Could supporting parents in sharing picture books with their young children help prevent violence? – Blog
A parenting intervention, developed by the Mikhulu Trust, and successfully trialled in South Africa, holds great promise as early violence prevention initiative.
There is great concern about the level of violence in South Africa. In the 12 months to March 2016, there were 18,673 murders in South Africa, almost 5% more than in the previous year and almost 20% higher than four years previously. And rates of other violent acts, such as rape and domestic violence have been similarly alarming. Several agencies are tackling the question of what to do about this.

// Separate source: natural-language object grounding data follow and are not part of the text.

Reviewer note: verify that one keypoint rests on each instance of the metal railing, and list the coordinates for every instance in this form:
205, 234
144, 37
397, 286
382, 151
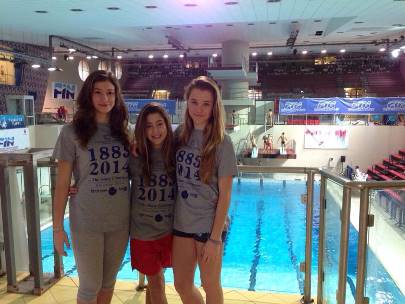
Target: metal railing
365, 221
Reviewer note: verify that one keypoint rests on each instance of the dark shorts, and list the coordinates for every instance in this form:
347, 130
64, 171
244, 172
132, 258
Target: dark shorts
199, 237
149, 257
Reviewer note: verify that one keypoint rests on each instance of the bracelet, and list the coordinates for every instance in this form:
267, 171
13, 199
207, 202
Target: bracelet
215, 241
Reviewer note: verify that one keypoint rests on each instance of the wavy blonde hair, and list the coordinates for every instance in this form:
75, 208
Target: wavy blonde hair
213, 133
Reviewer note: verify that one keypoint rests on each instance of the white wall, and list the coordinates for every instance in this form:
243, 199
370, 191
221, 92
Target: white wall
70, 74
367, 145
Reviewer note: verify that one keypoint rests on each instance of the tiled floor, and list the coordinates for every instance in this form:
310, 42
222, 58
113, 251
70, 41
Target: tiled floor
65, 292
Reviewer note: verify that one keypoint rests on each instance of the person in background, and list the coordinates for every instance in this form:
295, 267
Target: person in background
153, 194
234, 118
206, 164
95, 148
269, 118
283, 141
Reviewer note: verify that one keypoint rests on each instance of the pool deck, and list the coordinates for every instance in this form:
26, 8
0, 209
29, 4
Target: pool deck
65, 292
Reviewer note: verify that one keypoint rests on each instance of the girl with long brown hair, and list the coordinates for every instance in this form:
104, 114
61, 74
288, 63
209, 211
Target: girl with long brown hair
205, 165
95, 149
153, 194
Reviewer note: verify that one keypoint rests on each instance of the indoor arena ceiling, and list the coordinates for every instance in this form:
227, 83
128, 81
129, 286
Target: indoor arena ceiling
199, 26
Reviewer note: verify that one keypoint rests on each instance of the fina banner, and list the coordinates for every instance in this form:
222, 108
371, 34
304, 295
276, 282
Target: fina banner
326, 137
136, 105
14, 139
12, 121
338, 105
64, 91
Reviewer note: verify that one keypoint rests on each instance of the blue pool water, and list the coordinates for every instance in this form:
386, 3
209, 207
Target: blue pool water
266, 243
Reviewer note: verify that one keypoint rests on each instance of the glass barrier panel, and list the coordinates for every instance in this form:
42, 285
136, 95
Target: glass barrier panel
19, 222
267, 219
44, 195
334, 198
45, 215
385, 280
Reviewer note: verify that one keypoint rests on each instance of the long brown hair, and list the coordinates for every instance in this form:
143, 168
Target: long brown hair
214, 131
144, 147
84, 121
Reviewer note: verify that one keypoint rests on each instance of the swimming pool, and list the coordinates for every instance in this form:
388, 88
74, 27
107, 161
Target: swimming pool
265, 244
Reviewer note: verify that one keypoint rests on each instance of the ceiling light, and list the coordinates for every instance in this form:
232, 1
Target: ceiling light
395, 53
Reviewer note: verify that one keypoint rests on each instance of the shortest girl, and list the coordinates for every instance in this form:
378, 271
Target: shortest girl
153, 194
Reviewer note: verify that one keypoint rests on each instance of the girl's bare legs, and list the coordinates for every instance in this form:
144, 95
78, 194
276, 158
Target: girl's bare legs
156, 289
184, 265
104, 296
210, 273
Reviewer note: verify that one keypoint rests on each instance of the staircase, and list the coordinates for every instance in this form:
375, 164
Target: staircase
391, 168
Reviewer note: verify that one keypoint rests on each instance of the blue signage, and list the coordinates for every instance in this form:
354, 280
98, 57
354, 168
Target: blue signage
136, 105
338, 105
12, 121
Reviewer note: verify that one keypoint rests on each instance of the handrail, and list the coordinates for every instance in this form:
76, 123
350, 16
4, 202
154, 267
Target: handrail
267, 169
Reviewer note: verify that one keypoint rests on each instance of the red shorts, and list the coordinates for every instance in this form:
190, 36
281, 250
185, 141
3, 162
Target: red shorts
149, 257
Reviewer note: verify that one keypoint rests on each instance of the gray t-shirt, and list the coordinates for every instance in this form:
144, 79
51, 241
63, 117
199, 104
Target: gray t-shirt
101, 176
152, 204
196, 201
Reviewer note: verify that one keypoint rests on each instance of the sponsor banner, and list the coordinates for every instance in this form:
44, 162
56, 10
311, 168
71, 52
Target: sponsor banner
64, 91
337, 105
14, 139
326, 137
136, 105
12, 121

Clearly, intervention is needed at multiple levels, including dealing with the impact of poverty and poor housing, ensuring effective policing and an effective justice system, changing cultural norms about violence, reducing access to firearms, and tackling youth gang involvement and drug trafficking. But one area of risk for later violence that has received little attention in South Africa so far is the prevention of early child aggression.
Preventing early child aggression
Strikingly, within the normal lifespan, the time when people are most aggressive is when they are just two years old. Beyond this age, aggression typically reduces as children learn better ways of handling threat and managing frustration.
The challenge, therefore, is not how to prevent this ‘normal’ aggression arising, but how to help children to acquire adaptive ways of overcoming aggressive impulses. This is important, because aggression that becomes an established and persistent behaviour pattern by age three to four, is the strongest early personal risk factor for later violence and criminal behaviour. Indeed, longitudinal studies suggest that these persistently aggressive children account for at least half of all adolescent and adult crimes.
The risk factors for early aggression and conduct problems and their related consequences of violent delinquency and criminal offending are well-established. At the individual level, the critical risk factors are impulsivity and deficits in attention and low levels of general cognitive functioning.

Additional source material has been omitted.